Shintoïsme et Bouddhisme, entre sanctuaires et temples
Permettons-nous de revenir sur un point de sémantique qui nous semble souvent confondu, ou en tout cas parfois imprécis. Comme vous le savez, les Japonais piochent nombre de leurs croyances et traditions dans deux religions principales non-exclusives :
- shintoïsme (神道 "la voie des dieux" polythéiste et animiste avec des kami et yôkai) ;
- et bouddhisme (仏教 bukkyô, littéralement "apprentissage de Bouddha").
Chacune d'elle possède ses propres lieux de culte et si, parfois, la frontière n'est pas forcément évidente à trouver, c'est peut-être aussi parce qu'on n'y prête pas forcément une attention suffisamment élevée.
Bien que shintoïsme et bouddhisme partagent certains points communs, il y a des marques importantes qui permettent de les différencier, en particulier sur les plans architectural et terminologique. On n'y fait pas forcément attention lors d'un voyage au Japon, et cela est renforcé par le fait que les Japonais "pratiquent" l'une et l'autre des religions très naturellement et sans distinction.
Différences des religions japonaises
Pour la petite histoire, le shintoïsme est né au Japon, alors que le bouddhisme a été importé de Chine et de Corée à partir du Ve siècle. Elles ont été séparées officiellement à la fin du XIXe siècle. On parle ainsi de sanctuaires shinto et de temples bouddhistes. En japonais, il peut y avoir plusieurs suffixes pour chacun d'eux :
- Sanctuaire pourra avoir 神社 jinja (littéralement "sanctuaire des dieux"), 大社 taisha ("grand sanctuaire"), 神宮 jingû ("palais des dieux"), ou encore 明神 myôjin ("dieu éclairé")
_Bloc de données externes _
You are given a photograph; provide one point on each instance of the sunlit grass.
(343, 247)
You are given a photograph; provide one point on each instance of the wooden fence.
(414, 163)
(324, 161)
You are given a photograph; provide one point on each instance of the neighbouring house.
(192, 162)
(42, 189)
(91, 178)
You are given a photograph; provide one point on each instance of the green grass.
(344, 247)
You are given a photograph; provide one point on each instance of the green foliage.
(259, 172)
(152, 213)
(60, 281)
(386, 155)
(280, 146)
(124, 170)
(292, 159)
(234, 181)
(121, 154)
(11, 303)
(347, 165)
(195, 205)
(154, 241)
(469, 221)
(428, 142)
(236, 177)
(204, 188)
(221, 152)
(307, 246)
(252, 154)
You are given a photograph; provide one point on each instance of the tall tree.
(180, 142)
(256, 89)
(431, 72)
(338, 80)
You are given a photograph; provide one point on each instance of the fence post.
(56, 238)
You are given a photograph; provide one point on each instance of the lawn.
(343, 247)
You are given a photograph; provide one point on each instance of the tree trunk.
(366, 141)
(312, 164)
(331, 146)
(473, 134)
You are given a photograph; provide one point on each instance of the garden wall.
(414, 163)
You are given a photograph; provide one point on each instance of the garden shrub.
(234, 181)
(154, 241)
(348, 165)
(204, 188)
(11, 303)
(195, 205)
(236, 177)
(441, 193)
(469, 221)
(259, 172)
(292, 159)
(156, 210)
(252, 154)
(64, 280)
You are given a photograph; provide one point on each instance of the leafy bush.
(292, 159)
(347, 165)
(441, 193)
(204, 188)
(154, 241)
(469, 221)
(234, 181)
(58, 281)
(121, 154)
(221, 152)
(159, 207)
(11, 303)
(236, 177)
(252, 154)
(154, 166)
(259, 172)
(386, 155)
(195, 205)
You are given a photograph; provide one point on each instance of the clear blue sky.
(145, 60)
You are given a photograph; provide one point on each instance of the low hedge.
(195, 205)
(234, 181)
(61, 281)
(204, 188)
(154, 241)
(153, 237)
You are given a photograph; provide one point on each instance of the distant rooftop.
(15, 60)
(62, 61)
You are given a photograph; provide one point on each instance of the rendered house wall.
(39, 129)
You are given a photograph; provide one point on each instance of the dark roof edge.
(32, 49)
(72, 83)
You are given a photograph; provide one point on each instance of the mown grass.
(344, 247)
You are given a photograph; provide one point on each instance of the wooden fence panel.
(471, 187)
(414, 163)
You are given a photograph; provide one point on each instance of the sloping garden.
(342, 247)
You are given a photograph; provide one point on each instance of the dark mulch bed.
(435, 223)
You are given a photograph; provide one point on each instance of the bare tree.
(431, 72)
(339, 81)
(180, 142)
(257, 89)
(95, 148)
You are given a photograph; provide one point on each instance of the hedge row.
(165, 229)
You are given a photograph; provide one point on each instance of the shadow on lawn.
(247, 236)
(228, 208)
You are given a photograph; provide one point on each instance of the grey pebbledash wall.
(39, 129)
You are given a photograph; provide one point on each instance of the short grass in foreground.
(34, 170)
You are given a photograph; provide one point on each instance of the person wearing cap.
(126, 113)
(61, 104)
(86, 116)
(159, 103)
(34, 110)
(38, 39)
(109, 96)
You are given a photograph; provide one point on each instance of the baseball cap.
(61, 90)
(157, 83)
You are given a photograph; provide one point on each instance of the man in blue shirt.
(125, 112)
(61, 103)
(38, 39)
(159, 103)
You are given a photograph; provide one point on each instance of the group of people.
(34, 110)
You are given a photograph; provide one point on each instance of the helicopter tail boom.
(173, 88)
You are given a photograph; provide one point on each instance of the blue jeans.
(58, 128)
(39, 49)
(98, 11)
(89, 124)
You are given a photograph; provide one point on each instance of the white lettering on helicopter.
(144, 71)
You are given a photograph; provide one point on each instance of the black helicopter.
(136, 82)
- Temple aura généralement 寺 tera / dera / ji
La plupart du temps, l'entrée de ces édifices religieux est reconnaissable pour les sanctuaires à un 鳥居 torii ⛩️ ("portique"), et pour les temples à un 門 mon ("porte") à la structure sensiblement plus complexe. Malgré le fait que parfois, temples et sanctuaires partagent un même espace, il est très rare de trouver un torii à l'entrée d'un temple. Un shimenawa, corde tressée en paille de riz, indique que l'on se trouve dans un sanctuaire. Alors que la marque la plus reconnaissable d'un temple est bien entendu la statue de Bouddha, dont une des plus majestueuses se trouve sans doute au Todai-ji de Nara.
Deux autres petits points de distinction plus anecdotiques. On entend parfois certains parler de "Triforce de Zelda" ou de croix gammée trouvée dans les temples japonais. C'est naturellement faux. Pour le premier, il s'agit du sceau de la famille Hôjô, illustrée particulièrement lors de l'époque Kamakura, donc un peu avant Hyrule ! Quant à la croix bouddhiste, un coup d'œil montre qu'elle est utilisée en tant que svastika inversée et non inclinée, par rapport à l'emblème de l'Allemagne nazie. Leurs significations sont bien entendu très éloignées.